Preparing protein data sets

Protein specific features

Constructing data-sets for polypeptides, proteins and protein-like molecules is difficult.  Most of the sources of protein structures, such as the Protein Data Bank, do not include hydrogen atoms, or, if they are present, there are errors in where they are put.  These errors usually result in sites being ionized when they should be neutral, and vice versa.  If hydrogen atoms are not present, add them using any of the readily available utilities.

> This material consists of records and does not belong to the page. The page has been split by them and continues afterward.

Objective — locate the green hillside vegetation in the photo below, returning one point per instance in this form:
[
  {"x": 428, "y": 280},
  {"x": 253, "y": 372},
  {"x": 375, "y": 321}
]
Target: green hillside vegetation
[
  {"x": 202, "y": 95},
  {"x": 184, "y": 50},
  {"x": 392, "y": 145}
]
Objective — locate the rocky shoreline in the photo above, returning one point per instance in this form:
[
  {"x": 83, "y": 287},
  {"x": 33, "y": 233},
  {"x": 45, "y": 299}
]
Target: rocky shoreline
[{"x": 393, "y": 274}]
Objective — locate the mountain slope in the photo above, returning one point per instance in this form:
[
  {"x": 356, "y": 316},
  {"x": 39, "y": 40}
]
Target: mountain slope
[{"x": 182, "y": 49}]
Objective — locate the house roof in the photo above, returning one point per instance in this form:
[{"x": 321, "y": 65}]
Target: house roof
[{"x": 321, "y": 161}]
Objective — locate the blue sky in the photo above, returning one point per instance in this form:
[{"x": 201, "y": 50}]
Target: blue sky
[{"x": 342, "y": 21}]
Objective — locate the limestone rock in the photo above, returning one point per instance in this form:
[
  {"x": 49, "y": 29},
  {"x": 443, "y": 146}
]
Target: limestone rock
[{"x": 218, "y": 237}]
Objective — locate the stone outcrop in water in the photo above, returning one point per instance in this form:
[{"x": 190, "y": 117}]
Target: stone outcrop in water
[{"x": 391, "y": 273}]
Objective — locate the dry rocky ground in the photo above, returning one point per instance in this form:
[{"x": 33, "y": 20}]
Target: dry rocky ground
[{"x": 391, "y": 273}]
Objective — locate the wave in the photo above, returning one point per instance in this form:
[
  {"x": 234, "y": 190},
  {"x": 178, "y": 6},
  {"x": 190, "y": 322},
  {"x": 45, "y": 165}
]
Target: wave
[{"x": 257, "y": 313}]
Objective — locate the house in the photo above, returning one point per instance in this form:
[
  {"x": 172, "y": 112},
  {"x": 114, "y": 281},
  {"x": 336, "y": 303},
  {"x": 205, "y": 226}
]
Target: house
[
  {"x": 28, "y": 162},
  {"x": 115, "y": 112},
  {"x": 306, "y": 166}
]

Before a meaningful calculation on a protein can be done, some checks need to be run to ensure that the system is chemically sensible.  These checks are:

The sequence for running these checks is as follows:

  1. Add keyword MOZYME and CHARGE=500, and run the data set.  It will run for a very short time, then quit.  Look at the end of the output file. It will say that the charge is incorrect, obviously, but more important, it will also say which sites are charged.  Using a GUI, look at each of these sites in turn, and check that they should or should not be charged.  Make whatever changes are necessary.
  2. Make sure that the net charge is in the range -3 to +3.  Edit the keyword CHARGE=n to use the correct net charge.
  3. If the system is a protein, a useful next step is to re-sequence the atoms to put them into the standard PDB format.  To do this, run the data set with keyword RESEQ.  This will also identify all the 20 common amino acid residues.  If any residues are not correct, edit the data set to correct them.  If you are using an unusual residue, its formula can be added using keyword XENO.
  4. Before optimizing everything, first optimize the positions of all hydrogen atoms.  To do this, set all optimization flags to zero, and do an optimization using OPT-H.
  5. To optimize the entire geometry, use Cartesian coordinates.  The MOZYME technique is very efficient for geometry optimization.  Once the geometry has been optimized, a single-point calculation can be done using conventional methods, if desired.  This can be used to verify that MOZYME gave the correct heat of formation.